Psychosocial Characteristics, Including Pain Catastrophizing

We were interested in investigating how psychosocial characteristics may interact with the social isolation imposed by the COVID-19 pandemic, which is itself associated with significant uncertainty and fear.[40,67] Interestingly, although loneliness was associated with worse pain interference on the univariable regression analysis, we did not observe that loneliness per se was independently associated with worse pain outcomes in the multivariable regression analysis. This is consistent with the fact that patients did not cite feelings of loneliness per se as the most important drivers of pain increase during social distancing.

Under normal conditions, anxiety, depression, and stress are frequently comorbid with chronic pain and may in turn exacerbate and meaningfully worsen the experience of painful symptoms.[13,44] Although we found that anxiety, stress, depression, and sleep disturbance were all associated with worse pain under conditions of social isolation, pain catastrophizing was the only psychosocial variable that was independently predictive of worsening of pain severity and interference. It seems plausible that being physically and socially isolated may contribute to higher levels of catastrophic thinking, including feelings of helplessness, rumination, and magnification. Catastrophic thinking has also been shown to be higher amongst many individuals with fibromyalgia, which was also associated with worse pain outcomes in our sample.[9] Pain catastrophizing may represent an essential communicative function during socializing for patients with chronic pain. Collectively, it may be that the heightened pain expression exemplified by catastrophizing serves a useful purpose, allowing the individual's distress about pain to be recognized and managed within their social context.[36] Pain catastrophizing may therefore simultaneously fulfill adaptive functions (eg, recruiting social support) and maladaptive functions (eg, amplifying pain severity and disability),[35] a process that is consistent with our study findings.

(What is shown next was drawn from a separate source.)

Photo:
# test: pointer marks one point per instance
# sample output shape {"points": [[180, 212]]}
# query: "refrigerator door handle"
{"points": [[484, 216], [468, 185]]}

Implications for Pain Management Services

Our study findings suggested that fibromyalgia was independently associated with greater pain severity during newly imposed social isolation. This is consistent with previous research demonstrating that in patients with fibromyalgia, increased stress has a potent impact on symptom severity,[2,28,49] and suggests that targeting individuals with fibromyalgia during social distancing may be of particular importance. However, many patients with chronic pain will likely benefit from the development and targeting of novel approaches to help improve care. Before the pandemic, telemedicine and eHealth approaches to chronic pain were already under development,[15,24] and the current pandemic has accelerated the development and implementation of these approaches. There has been an increased demand and recommendation to use remotely supported eHealth pain management services with the outbreak, which brings unique changes in service delivery of pain management.[18,25] A recent systematic review found that teletherapy and remote online cognitive behavioral therapy (CBT) strategies can be effective in improving quality of life among persons with chronic pain,[41] with 1 study suggesting that online group CBT may be as effective in improving coping among persons with chronic pain as in-person groups.[42] Such findings are promising, although additional research is needed to evaluate the impact of eHealth while recognizing the unique challenges created by the pandemic. Our study sample reported a significant disruption to their lives, including restricted access to pain-related service, and a need to increasingly rely on self-management techniques and remote/online forms of communication for social support.[66] The increase in global use of social media platforms to maintain connections while social distancing[14,19,43,53] suggests that people are becoming more accustomed and open to remote formats, perhaps making it an ideal time to implement these therapies into regular practices. Pandemic conditions aside, improvements in eHealth services could provide lasting impact on addressing the current dearth in necessary providers needed to meet overwhelming rates of individuals with chronic pain.